The network of educators working with the LR in their own classrooms,
schools and districts is a dynamic, ever expanding one. Those who collaborate
with the CLL to assure the quality of the LR Assessment System include
members of the Core Development Group.
The LR encourages collaboration and open discussion with researchers,
teacher-trainers, and organizations supporting the assessment of student
work. Among those are Royce Sadler and Patrick
Diaz, who offer two insightful occasional papers.
Professor Sadler of Griffith University in Brisbane has contributed
his experience with Queensland, Australia, schools where a standards-referenced
assessment is in place across the land. It was Dr. Sadler who provided
the underpinnings for the LR Assessment System. After visiting with the
Center for Language in Learning in August, 1997, he wrote responses to
frequently asked questions which are published here.

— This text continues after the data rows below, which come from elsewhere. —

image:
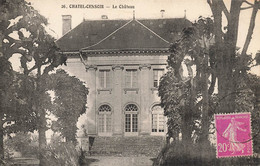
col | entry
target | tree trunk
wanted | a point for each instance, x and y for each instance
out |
(42, 137)
(1, 138)
(204, 142)
(41, 121)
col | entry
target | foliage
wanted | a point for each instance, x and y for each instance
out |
(62, 154)
(19, 18)
(70, 102)
(182, 95)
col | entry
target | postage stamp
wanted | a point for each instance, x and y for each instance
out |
(233, 133)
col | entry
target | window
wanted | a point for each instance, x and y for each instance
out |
(131, 118)
(158, 119)
(104, 78)
(104, 119)
(131, 78)
(157, 74)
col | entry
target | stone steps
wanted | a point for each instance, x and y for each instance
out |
(127, 146)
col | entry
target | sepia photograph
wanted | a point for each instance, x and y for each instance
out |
(129, 82)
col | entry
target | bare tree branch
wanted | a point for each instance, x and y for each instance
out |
(251, 28)
(224, 8)
(244, 8)
(248, 2)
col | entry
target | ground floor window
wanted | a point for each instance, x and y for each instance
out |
(131, 118)
(158, 119)
(104, 119)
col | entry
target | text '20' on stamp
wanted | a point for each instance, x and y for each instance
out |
(233, 133)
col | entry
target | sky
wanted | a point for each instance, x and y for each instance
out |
(53, 11)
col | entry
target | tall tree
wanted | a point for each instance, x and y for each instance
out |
(187, 97)
(226, 46)
(70, 102)
(19, 18)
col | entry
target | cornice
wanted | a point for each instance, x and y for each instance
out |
(117, 67)
(145, 66)
(91, 67)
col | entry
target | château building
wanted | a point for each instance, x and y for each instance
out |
(122, 62)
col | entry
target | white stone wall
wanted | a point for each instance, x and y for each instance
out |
(145, 96)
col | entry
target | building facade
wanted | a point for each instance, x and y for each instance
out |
(121, 62)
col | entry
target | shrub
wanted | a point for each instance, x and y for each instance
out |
(24, 143)
(62, 154)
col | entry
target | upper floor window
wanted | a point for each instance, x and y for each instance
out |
(157, 74)
(158, 119)
(105, 78)
(131, 78)
(131, 118)
(104, 119)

Professor Dias of
McGill University in Montreal emphasizes the role of oral language in classrooms
so that students, learning to speak their minds as well as read and write
them, afford their teachers occasions to note their development.
Additional colleagues include, FairTest,
a non-profit advocacy agency for constructive assessments and a prime resource
to the CLL; the Centre for Language in
Primary Education in London, authors of the Primary Language Record
(PLR), from which the LR is adapted with permission; and the Online
Learning Record at the University of Texas at Austin.